Companies of all sizes have a big role to play on the road to net zero*. They potentially have the scale, organisational momentum and multi-national reach that neither governments nor individuals can match.

The New Green Rush* between now and 2030 is going to need us all to, at least, halve our emissions. This is no small feat, but definitely more than possible with some well placed, consistent efforts.

This is true for governments, companies as well as individuals

In stark contrast to this reality, in a recent survey of leading CEOs over 70% said most progress on decarbonizing will be made after 2030. As most of them will have moved on by then that amounts to kicking the can down the road. Doing so would also lock-in the higher end of average global temperature rises, somewhere in the extreme zone of 3 to 5 degrees Celsius. In case you still wondered that’d be really bad for everyone and everything on the planet.

In the same survey, 47% of leading CEOs said they support the Paris Agreement*. Sounds contradictory, right?

We have to remember that we’re still fairly close to the start of this. I’d guess that in a year or two’s time these numbers will have shifted in the direction of more immediate action. That’s the hope, and I hold it close.

Carbon Reduction Progress ≠ A New Cost

Investing in climate and decarbonizing isn’t a new cost, it’s always been there, we’ve all just been carrying on with our heads in the sand, waiting for legislation to set the minimum hurdle to clear.

That’s not where we’re at now, and there’s no going back to that considering the overwhelming, indisputable scientific evidence around the impact human activity is having on the whole planet.

For 21st century companies, outperforming the basic legal requirements should be a key part of your corporate mission and values.

It’s not easy. I’m not saying it is. Turning a complex and multifaceted organisation into one ready and able to positively contribute towards pulling us toward a sustainable path isn’t an overnight task.

What are your emissions?

You aren’t going to need to do that much to start addressing lots of your Scope 1* and Scope 2* emissions. That’s the easiest part. Do that now. There’s lots of options. It’s also ok if it’s a process and takes a few years, depending on the juggernaut you’re turning; be open about it.

Decarbonize these with as little offsetting* as possible, and then review regularly what else you can change to truly decarbonize further. Offsetting is, at best avoidance (as you’re still emitting carbon), and at worst greenwashing*. The time for solutions that don’t actively reduce or remove carbon and equivalents* in the atmosphere has passed.

Next, start building your capability around Scope 3* — where you work with your full supply and value chains to develop a comprehensive roadmap that works steadfastly, rigorously towards the goal of carbon neutral*, or carbon negative/climate positive* if you want to be ambitious and impress us all.
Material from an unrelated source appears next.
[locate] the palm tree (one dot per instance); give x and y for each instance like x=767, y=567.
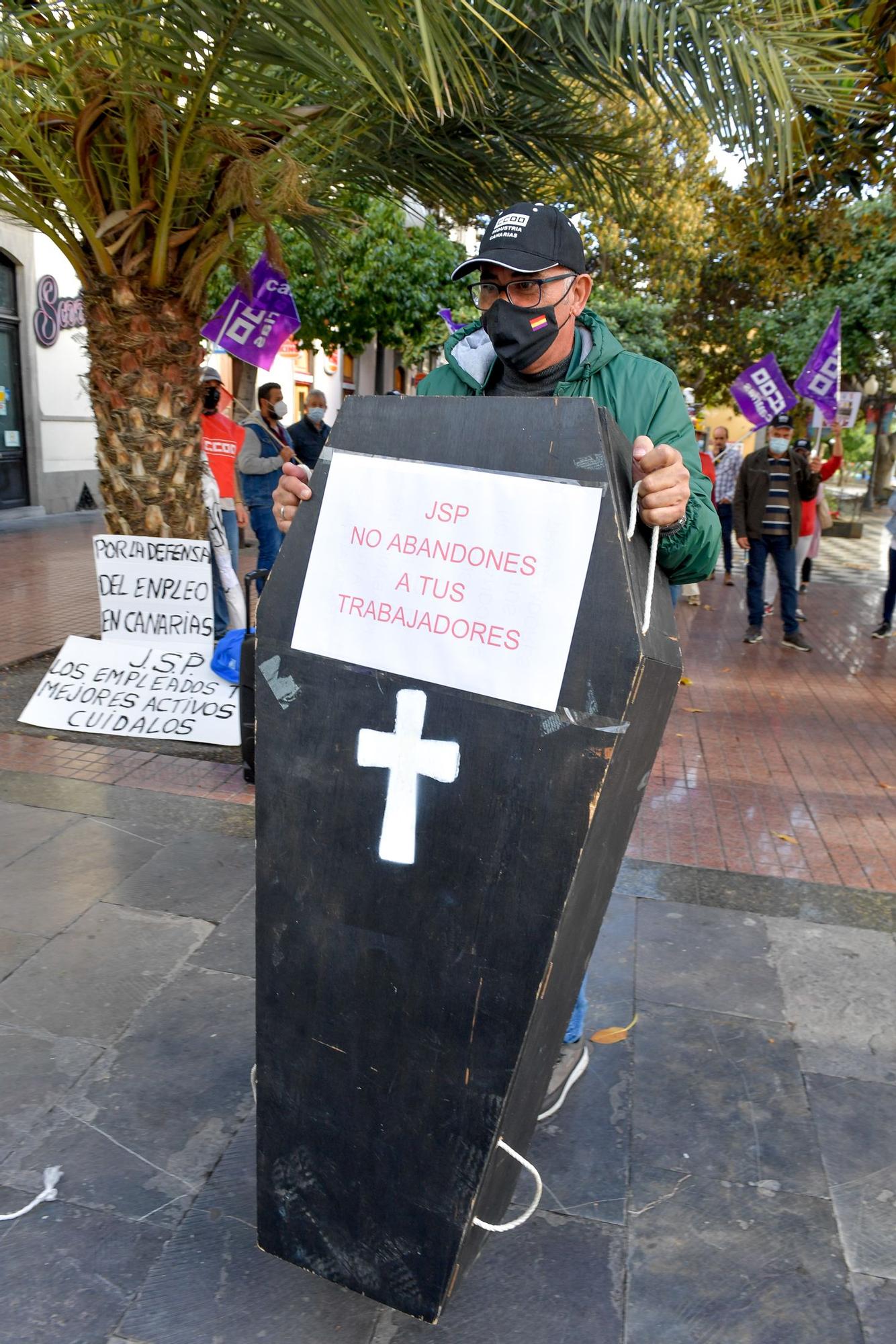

For many companies a large part of emissions will be in Scope 3. This can be the majority of the total. Depending on the business it can range between 75% and 90% of their total footprint. We won’t get close to net zero without working on Scope 3, together. Just doing the easier Scope 1 and 2 is still greenwashing if Scope 3 is being ignored.

For some companies, you will need to change your business model to make it financially viable. Not all companies will make it to net zero carbon doing business in the manner they do now. That’s the truth. Pivot or quit is the answer.

Companies that continue to add carbon to the atmosphere just a few years out from here won’t make it either. Both trying and investing now as well as ongoing increases your odds of survival.

The Upside

There’s upside for companies to invest proactively. It’s in your interest. Namely, we consumers will reward those that do, both now and in the future. Increasingly so.

We’re already making values driven decisions with our wallets, and companies that are slow to act, intentionally misleading or take no action will find it harder to catch up later on. There’s also the attracting and retaining talent element to consider as well.

You’ll also be steps ahead of legislation and government policies that are highly likely to be coming out over the next few years.

It’s easy to get started — begin by measuring, build an ambitious roadmap to chip away at; then track, update and always be transparent. Ideally publish your Life Cycle Assessment* data openly.

If you run or work at a small company that has enterprise or mid-market customers I wouldn’t be surprised if they started mandating measurement, transparency and reduction over the next few years, as your emissions are their Scope 3. Best to get in front of the curve.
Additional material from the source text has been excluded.